May, former guitarist for the British group Queen, did a 65-minute set that seemed lost in Seventies nostalgia. May dipped into the Queen catalogue with his well-known rock anthem We Will Rock You that is now a standard at every hockey and sporting arena in the world. Other Queen chestnuts included Tie Your Mother Down.
The rest of May's set was drawn directly from his new solo album, Back to the Light, but like his old material, even that didn't sound relevant to 1993.
Guns N' Roses' popular lead guitarist Slash was decked out in a lumberjack shirt, torn jeans and runners —his usual grungy uniform.
The band also includes drummer Matt Sorum, guitarist Gilby Clarke and keyboardist Dizzy Reed.
The delay in the concert Sunday night was nothing new for Guns N' Roses.
On Jan. 13 of last year, fans in Dayton. Ohio waited until well after midnight for the band to start a concert. The temperamental Rose was having personal problems, Sorum said in a recent interview, describing the scene backstage as "a ... nightmare.” The concert's late start made national news, including coverage in USA Today and Rolling Stone magazine.
“What happens with Axl is, if he doesn’t feel good about playing the gig, he just doesn't... want to play,” Sorum said.
“It’s a weird thing to make people wait, but it’s almost as if he wants to put on the best show for the people. He'd rather not go out — that’s the only way I can explain it. That's what used to go on with him.”
SEARCH N’ SEIZURE
Rock band prompts heavy security
Police, scalpers out in force as Guns N’ Roses performs at Coliseum
STEPHEN ERWIN
Journal Staff Writer
Edmonton
Jeff Hunter paid $50 expecting to be spit on, insulted and stood up Sunday night.
And he thought he was getting a bargain.
‘‘This is going to be the best concert that ever hit Edmonton and some guys are paying like $200 a ticket," said Jackson, one of 17.000 hard-core rock fans at the Coliseum to catch an earful of Guns N’ Roses, a rock band with a reputation for abusing fans and walking off stage in the middle of a show.
“They’re the wickedest badasses in rock and roll and they don’t take crap from anybody ever," said Hunter, slapping down $30 at a concession booth for a T-shirt bearing the Guns N’ Roses logo — a skull with a blood-drenched rose in its mouth.
The band’s raunchy performances and the bad manners of lead singer Axl Rose, have proved to be a big hit with young rockers and the show’s $30 tickets were sold out weeks in advance.
Scalpers had a field day as fans scrambled around the Coliseum with cash in hand looking to buy their way into the building.
“This is the easiest money I ever made. All I’ve got to say is 'Eh, 200 bucks and you're on the floor or 100 bucks and you’re in the back,’ and they buy it," said one scalper, who called himself Mooch.
“I think I just might retire after this show.”
Legal vendors also did brisk business with the band’s followers.
“It’s unbelievable. We’ve sold about 2,000 shirts at this stand and they’re selling thousands and thousands more inside,” said concessionaire Roxanne Lorentz.

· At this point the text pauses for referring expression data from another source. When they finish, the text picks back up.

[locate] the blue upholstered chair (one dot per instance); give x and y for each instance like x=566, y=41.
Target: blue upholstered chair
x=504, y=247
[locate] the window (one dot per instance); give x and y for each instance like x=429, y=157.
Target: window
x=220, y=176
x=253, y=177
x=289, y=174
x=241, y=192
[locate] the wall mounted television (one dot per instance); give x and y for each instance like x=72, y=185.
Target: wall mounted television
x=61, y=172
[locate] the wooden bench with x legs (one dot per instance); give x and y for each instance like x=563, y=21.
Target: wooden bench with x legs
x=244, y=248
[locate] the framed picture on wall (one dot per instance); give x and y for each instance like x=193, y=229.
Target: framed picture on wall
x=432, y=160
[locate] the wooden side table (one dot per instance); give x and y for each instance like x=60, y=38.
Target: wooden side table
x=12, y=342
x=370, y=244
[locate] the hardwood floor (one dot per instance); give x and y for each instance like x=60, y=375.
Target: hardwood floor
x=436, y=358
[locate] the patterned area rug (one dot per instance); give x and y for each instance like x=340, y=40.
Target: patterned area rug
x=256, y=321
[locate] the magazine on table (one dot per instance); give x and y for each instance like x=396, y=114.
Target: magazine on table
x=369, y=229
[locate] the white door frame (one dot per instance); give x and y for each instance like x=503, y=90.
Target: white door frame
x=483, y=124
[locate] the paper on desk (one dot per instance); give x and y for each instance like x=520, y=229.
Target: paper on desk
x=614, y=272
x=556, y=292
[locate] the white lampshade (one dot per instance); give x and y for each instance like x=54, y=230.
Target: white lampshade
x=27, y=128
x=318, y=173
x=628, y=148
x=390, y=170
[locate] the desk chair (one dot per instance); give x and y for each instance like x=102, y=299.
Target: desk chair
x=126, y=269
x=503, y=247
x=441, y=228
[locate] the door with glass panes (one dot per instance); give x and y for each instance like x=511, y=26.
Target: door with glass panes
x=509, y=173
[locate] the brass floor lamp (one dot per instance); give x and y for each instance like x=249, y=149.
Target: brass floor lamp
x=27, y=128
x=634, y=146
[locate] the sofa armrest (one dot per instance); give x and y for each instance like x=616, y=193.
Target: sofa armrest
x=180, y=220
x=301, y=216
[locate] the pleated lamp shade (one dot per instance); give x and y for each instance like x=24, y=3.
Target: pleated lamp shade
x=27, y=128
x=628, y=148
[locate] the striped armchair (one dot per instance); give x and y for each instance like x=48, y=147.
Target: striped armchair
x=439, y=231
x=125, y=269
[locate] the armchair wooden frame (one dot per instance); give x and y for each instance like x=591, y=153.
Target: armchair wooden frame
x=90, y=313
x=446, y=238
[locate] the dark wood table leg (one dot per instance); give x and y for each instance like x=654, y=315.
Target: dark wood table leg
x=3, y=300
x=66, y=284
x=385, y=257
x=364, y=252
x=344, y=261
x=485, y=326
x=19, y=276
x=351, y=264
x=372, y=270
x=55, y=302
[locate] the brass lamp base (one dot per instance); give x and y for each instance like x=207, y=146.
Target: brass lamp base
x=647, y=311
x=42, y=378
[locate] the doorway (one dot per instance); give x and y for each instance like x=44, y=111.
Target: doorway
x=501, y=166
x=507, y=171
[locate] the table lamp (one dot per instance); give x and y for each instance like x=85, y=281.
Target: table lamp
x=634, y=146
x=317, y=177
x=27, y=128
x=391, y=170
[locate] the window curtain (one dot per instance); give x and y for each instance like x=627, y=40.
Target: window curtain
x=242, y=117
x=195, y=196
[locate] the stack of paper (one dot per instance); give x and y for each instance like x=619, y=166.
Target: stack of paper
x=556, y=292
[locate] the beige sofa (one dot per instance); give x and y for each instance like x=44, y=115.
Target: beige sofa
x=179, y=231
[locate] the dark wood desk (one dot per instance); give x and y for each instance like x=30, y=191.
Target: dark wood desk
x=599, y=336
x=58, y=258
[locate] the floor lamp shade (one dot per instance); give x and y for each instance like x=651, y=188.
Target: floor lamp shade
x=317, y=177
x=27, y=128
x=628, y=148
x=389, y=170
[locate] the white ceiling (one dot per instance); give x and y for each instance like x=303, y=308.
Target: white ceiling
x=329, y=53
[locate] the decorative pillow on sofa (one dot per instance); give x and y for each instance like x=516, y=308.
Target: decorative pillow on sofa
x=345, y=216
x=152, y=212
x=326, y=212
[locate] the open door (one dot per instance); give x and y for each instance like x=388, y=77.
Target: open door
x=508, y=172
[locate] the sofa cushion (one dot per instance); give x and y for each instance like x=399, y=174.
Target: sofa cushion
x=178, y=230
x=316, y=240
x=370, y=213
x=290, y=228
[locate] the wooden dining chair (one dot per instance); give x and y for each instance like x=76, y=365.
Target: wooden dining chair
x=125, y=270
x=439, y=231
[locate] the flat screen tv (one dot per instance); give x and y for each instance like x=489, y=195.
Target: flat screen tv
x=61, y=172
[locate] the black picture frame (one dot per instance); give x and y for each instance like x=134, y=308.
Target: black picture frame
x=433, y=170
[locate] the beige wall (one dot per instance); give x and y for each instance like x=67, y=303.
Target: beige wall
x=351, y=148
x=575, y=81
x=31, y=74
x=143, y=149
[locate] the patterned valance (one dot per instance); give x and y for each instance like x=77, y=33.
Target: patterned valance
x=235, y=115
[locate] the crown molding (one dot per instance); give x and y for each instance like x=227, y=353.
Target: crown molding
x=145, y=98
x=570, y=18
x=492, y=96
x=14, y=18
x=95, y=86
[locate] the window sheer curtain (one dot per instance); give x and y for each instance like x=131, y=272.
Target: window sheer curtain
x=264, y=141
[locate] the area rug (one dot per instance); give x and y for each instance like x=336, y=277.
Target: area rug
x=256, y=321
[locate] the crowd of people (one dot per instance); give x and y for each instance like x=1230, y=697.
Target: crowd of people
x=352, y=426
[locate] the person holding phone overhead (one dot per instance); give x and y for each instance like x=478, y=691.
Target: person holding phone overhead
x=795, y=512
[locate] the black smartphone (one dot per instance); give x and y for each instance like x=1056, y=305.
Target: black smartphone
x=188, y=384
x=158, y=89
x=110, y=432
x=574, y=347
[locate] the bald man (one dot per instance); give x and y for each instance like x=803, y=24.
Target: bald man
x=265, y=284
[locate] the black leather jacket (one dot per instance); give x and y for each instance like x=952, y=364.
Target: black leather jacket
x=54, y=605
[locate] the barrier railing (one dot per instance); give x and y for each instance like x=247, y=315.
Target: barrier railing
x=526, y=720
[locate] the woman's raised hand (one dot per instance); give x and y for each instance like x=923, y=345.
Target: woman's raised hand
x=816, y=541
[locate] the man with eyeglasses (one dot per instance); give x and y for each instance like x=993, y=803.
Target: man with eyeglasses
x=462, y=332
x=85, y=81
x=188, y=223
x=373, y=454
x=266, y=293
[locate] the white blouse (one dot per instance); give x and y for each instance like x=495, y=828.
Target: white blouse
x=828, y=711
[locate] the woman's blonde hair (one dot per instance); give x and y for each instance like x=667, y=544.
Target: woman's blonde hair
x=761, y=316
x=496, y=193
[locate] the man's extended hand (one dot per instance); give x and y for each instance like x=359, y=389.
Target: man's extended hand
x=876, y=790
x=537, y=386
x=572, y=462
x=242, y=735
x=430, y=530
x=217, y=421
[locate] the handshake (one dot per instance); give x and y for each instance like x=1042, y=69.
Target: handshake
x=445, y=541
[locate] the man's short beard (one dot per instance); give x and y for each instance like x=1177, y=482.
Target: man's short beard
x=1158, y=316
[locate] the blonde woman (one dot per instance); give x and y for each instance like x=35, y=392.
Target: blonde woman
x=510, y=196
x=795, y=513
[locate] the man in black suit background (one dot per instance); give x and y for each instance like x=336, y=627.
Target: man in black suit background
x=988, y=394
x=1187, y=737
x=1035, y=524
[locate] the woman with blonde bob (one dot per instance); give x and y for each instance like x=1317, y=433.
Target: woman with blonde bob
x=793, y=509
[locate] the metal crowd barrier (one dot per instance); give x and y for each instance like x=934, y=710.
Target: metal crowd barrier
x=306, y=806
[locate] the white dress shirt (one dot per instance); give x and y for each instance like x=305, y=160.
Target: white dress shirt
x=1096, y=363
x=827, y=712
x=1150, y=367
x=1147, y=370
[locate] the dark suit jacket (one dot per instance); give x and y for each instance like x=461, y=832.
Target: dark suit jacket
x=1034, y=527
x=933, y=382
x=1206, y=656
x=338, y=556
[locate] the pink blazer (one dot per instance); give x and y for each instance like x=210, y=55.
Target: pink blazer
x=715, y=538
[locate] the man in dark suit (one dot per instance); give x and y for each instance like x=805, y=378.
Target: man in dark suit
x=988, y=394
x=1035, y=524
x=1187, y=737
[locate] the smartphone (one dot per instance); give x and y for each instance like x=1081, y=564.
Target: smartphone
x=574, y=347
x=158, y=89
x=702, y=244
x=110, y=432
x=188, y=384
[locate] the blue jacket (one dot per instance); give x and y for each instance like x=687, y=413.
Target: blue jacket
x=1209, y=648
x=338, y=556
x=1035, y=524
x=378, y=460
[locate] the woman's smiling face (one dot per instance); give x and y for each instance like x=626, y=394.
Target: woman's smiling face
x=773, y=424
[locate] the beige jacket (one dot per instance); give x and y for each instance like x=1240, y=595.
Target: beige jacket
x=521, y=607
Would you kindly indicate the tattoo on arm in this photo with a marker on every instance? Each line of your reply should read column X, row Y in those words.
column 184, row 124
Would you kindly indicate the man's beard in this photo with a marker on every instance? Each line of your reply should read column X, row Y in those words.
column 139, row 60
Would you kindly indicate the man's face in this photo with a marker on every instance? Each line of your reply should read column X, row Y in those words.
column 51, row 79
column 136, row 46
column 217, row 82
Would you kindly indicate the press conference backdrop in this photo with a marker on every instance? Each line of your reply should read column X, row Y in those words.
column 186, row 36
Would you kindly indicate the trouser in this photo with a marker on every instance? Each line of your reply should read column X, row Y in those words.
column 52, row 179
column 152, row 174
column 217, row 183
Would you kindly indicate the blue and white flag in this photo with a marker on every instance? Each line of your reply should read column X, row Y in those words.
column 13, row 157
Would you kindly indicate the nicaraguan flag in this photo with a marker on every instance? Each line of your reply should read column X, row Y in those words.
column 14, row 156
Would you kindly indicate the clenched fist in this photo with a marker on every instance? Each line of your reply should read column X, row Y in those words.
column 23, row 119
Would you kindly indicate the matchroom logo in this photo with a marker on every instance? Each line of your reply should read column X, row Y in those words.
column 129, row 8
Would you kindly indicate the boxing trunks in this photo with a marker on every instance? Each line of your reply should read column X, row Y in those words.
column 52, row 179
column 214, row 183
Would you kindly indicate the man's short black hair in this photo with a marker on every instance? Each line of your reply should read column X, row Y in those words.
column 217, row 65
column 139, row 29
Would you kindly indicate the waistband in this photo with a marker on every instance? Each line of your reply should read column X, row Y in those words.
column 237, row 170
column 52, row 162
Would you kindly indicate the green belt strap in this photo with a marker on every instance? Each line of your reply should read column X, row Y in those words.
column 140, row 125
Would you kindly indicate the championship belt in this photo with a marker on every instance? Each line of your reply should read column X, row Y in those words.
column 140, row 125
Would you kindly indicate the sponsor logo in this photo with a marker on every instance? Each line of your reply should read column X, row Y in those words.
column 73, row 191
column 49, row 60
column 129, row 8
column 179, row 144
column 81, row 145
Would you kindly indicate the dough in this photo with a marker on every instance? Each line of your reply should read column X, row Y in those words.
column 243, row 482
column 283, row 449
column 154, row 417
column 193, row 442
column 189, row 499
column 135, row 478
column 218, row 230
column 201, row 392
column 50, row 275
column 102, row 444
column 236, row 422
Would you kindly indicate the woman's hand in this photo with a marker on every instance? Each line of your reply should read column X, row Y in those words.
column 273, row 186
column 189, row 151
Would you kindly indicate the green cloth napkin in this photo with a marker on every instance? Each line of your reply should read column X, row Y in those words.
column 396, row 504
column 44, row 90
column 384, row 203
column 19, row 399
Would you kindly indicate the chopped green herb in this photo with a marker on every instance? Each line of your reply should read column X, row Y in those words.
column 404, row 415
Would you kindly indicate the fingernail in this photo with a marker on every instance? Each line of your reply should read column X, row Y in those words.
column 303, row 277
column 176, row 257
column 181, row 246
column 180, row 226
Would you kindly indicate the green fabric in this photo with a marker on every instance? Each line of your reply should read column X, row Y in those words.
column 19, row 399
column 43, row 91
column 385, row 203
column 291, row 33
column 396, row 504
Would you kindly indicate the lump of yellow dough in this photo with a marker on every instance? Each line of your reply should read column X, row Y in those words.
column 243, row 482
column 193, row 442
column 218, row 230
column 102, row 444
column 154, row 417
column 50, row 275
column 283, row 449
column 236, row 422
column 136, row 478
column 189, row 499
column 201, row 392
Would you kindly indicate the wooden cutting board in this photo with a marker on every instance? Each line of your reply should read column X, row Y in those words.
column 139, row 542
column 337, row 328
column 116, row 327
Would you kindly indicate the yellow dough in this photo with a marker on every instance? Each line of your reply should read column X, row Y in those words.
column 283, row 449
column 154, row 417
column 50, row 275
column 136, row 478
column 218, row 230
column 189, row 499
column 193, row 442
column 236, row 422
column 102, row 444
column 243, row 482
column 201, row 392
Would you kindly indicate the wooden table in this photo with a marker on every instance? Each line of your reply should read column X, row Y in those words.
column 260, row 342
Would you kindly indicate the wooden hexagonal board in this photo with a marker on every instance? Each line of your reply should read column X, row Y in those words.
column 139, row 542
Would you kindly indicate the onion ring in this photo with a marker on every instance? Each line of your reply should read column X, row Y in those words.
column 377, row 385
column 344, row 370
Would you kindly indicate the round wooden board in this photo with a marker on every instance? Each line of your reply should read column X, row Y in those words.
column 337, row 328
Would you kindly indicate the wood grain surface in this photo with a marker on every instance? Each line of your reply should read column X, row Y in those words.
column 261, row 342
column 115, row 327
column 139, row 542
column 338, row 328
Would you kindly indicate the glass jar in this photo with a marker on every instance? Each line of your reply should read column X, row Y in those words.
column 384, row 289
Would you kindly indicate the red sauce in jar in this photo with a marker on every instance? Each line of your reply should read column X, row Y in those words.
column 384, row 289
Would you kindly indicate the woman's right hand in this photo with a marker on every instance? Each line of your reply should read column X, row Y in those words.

“These shirts are $30 each and 13-year-olds are buying five at time. Hey, kids with money, you’ve got to love it."
Some Guns N’ Roses performances have become violent and security was beefed up at the Coliseum. More than 140 security guards and at least 30 police officers were stationed throughout the building. Hundreds of fans were searched at the door and police arrested a least one man for selling drugs.
“They’re rebels. It’s all part of the show, they’re defiant and Axl doesn’t let anyone intimidate him. They also play awesome music,” said 16-year-old Jackson Williams, who was among hundreds of screaming teenagers crammed into the LRT hours before the concert.
“The best reason to come to a concert is because your parents don’t want you to."
But 23-year-old Kendra Showers brought her mom.
“I love Axl's singing, it's that simple. He’s got an amazing voice and they play great music," said Kendra's 54-year-old mother, Carol. “Some of my daughters thought it would be too rough a show for me, but the heck with that, I wanted to hear them.”